Then, speaking to Owens, Lasorda said, "Danny Abraham told me you're a nice man . . . and a lady at the airport told me that you're one of the best political leaders in the state. So I said, pretty good. I'm going to meet a man who is well thought of."
Owens said, "Tonight we have the biggest name in American baseball here. . . . I'm really honored. Tonight we are all Italians."
Owens was accompanied by Democratic candidates Jim Bradley and Randy Horiuchi, who are running for the Salt Lake County Commission against GOP incumbent Commissioners Bart Barker and Tom Shimizu.
Horiuchi surprised Lasorda by wearing a full Dodger uniform to the event. Horiuchi told Lasorda that he "wanted to be the Tommy Lasorda of Utah's politics."
"I'm a Japanese Fernando Valenzuela," Horiuchi quipped.
But Lasorda replied, "You're a little lighter than Fernando (Valenzuela)."
Lasorda, speaking for the first time at a political fund-raiser, told the three political candidates to work hard and "make this country and Utah a better place to live in."
He urged them to love their jobs and be dedicated to their constituents because "people have faith in you."
Lasorda, who was not paid a speaker's fee by the candidates, then said the jobs of a politician and manager of a famous baseball team are much alike.
"We both strive for the same things. You in politics and me in baseball. I want to be the best manager in baseball, and you want to be the best politician. I want to finish first, and you want to finish ahead of everybody else. I want to make money, you want to make money, without question.
"So, consequently, your job is no different than mine.
"Whatever success I achieve becomes a reality only because of the contributions of my players. I depend upon people, and you depend upon people. You need the people's votes in order to put you in the position that you want to be in.

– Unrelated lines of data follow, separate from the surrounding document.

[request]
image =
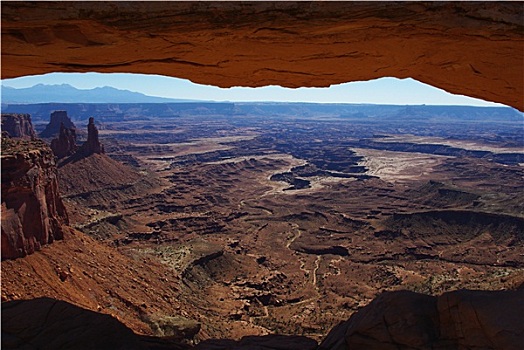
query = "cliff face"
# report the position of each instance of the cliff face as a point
(468, 48)
(18, 125)
(92, 145)
(65, 144)
(57, 119)
(464, 319)
(32, 211)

I need the contributions, the dedication, the hard work, the loyalty and the pride of my players in order for me to be successful.
"You got to be honest with the people (just) like I have to be honest with my players" Lasorda said. "I can't tell my players something and then do something else. You can't tell the people one thing and then do something else, you'll lose respect like that."
He also asked the candidates to be united and pull their constituents together, and he praised the state of Utah, where he won Pioneer League championships each of his three years managing the Ogden Dodgers, a farm club to the L.A. Dodgers, in 1966, 1967 and 1968.
"I spent three years in Ogden and I loved every minute of it. . . . I came to Salt Lake City many, many times. . . . I love and admire the people here. I love this city very, very much. . . . I was so much in love with this area that I sent my daughter to Utah State University for a year. I think that's indicative of what I think of this place."
First lady Barbara Bush is expected to speak Wednesday on behalf of Atwood at the Marriott Hotel at 1:30 p.m.